Loco Locass : Épopée rap
Musique

Loco Locass : Épopée rap

Maintenant que le côté "manifeste" de leur album Manifestif a été analysé de long en large, les rappeurs de Loco Locass désirent privilégier le côté "festif" par le biais d’un spectacle dynamique.

Depuis la parution de l’album Manifestif, d’abord sur étiquette indépendante, puis chez Audiogram, la formation Loco Locass ne cesse de gagner en popularité. On se laisse séduire par son rap original qui, de par ses échantillonnages, devient quasiment un condensé encyclopédique allant de La Bolduc à Charlebois ou alors par ses textes très bien ficelés, qui sont parus dans le bouquin Manifestif et dont la lecture suffit à nous faire rapper. Pourtant, ni l’un ni l’autre ne semble avoir joué un rôle décisif dans l’importante couverture médiatique dont le trio a été l’objet ces derniers temps. On s’est plutôt attardé au fait que le groupe soit l’un des rares de sa génération à s’engager politiquement. Quelque peu agacé par le côté réducteur que peut représenter l’étiquette, Biz rappelle que "mathématiquement, Manifestif ne compte que 3 chansons sur 17 s’attardant à la cause, soit autant de chansons à caractère politique que de chansons d’amour".

Babil-boquet culturel
Il est vrai que Loco Locass se distingue de ses pairs bien au-delà de son engagement politique. S’éloignant du hip-hop des ghettos où la violence, la drogue et la prostitution sont au coeur des thématiques, le trio accouche d’un rap soigné et réfléchi, où les référents culturels sont omniprésents, tantôt à travers les musiques de Chafiik, tantôt à travers les textes de Biz, Batlam et Chafiik: "L’oasis de notre langage n’est pas un mirage/Car il fait Beausoleil sur Desjardins qui ont Ducharme/Et du haut Dumont nous nous Miron dans le vacarme/D’un peuple à l’accent circonflexe qui ne veut pas être en annexe".

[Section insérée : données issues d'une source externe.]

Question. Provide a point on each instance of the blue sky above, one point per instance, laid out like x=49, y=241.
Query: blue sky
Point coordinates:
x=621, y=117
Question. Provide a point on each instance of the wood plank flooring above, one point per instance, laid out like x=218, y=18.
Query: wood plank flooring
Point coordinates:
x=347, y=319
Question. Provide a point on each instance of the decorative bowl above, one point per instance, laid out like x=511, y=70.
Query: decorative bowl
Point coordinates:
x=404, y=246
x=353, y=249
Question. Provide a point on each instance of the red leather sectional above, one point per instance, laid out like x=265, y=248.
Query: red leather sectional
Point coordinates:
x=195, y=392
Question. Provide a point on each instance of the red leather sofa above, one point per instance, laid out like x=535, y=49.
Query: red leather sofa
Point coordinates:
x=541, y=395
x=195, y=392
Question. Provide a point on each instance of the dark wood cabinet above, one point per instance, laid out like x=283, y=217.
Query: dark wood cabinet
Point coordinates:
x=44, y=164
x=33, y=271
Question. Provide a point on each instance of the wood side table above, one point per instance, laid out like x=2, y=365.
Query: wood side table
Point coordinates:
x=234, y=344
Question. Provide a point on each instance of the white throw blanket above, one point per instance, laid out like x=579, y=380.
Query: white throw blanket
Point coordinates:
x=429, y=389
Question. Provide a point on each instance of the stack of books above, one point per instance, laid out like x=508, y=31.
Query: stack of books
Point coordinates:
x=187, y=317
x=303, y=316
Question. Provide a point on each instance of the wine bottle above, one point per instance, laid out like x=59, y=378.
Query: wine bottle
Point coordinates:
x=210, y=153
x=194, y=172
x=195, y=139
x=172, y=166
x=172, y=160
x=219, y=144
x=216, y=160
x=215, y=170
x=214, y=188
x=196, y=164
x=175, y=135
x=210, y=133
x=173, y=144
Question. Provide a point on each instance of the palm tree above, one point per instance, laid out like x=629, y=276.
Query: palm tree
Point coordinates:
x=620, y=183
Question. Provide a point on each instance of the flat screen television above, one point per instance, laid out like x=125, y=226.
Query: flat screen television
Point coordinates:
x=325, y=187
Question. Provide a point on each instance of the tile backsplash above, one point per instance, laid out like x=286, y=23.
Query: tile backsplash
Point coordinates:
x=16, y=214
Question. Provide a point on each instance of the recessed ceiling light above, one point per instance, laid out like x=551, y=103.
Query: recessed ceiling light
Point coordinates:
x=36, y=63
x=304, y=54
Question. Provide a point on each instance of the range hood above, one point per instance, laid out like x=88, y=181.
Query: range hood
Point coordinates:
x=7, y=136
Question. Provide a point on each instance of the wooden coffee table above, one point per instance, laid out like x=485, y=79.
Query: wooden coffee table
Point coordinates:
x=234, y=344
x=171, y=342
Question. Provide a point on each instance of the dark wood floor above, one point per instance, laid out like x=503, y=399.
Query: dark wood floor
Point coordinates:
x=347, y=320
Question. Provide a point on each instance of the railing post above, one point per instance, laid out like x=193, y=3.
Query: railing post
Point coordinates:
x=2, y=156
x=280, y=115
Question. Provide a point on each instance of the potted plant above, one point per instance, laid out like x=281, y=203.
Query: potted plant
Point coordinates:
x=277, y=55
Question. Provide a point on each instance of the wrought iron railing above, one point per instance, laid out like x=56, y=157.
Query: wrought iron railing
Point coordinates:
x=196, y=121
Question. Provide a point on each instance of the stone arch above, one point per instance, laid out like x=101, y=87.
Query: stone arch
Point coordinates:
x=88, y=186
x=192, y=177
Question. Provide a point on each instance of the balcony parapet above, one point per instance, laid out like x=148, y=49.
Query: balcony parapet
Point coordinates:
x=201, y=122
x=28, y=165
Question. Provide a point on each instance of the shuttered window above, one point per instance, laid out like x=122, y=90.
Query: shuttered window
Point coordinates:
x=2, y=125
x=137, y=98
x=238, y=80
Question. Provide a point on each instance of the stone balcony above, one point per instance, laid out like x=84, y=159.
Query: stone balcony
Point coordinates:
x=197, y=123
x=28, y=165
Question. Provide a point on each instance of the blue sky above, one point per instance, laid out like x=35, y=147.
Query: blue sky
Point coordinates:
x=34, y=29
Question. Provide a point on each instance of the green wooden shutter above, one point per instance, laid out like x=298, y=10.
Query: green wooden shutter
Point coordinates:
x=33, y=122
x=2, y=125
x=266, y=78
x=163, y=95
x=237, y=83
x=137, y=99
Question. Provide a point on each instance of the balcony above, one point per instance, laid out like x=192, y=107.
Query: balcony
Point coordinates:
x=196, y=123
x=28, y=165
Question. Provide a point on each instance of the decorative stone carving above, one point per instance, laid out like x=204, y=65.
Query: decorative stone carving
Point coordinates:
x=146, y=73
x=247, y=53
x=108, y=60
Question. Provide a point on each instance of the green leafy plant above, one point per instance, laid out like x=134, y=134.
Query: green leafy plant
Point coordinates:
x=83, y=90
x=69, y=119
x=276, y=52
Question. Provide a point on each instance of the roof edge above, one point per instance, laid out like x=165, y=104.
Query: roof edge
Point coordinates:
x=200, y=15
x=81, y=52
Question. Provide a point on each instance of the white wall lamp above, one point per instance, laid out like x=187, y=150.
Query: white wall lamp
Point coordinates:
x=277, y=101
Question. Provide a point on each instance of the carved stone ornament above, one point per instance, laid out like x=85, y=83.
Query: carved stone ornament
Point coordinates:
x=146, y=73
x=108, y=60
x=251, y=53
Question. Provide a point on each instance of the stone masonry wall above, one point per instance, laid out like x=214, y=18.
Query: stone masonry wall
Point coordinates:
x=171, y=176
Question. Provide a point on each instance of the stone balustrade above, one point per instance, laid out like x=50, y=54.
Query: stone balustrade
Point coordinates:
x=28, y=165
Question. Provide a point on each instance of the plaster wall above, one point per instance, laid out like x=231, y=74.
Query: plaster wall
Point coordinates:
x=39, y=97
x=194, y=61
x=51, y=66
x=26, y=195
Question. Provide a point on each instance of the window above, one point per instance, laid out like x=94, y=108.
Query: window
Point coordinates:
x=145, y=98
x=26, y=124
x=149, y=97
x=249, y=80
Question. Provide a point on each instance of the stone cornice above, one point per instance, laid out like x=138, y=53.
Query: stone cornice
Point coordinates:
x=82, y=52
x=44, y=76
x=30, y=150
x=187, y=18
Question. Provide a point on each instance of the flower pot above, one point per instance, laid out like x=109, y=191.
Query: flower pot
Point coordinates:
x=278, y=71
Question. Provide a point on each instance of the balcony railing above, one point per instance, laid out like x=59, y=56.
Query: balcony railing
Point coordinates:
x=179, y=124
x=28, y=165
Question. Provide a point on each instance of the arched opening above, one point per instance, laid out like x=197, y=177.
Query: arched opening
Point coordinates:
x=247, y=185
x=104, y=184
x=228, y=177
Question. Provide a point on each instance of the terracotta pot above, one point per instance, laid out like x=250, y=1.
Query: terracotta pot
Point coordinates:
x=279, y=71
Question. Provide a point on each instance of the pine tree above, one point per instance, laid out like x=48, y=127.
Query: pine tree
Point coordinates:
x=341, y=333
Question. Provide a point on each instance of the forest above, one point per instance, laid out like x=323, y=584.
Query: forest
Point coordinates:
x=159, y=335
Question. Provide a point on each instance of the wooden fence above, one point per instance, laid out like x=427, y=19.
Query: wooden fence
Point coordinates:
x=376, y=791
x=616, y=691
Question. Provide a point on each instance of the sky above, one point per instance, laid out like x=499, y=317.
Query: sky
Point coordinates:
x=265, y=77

"Ça peut paraître monstrueusement prétentieux, mais il y a un désir chez nous, bien que ce soit accessoire, de niveler par le haut, explique Biz. Au début, on avait peur que ce soit trop recherché, mais on voulait redonner prise aux Québécois sur leur culture. C’était important de dire: "On a construit une oeuvre, mais on ne vient pas de nulle part. Il y a des gens qui ont travaillé avant nous. On s’abreuve de leurs oeuvres et vous aussi vous pouvez aller voir plus loin"."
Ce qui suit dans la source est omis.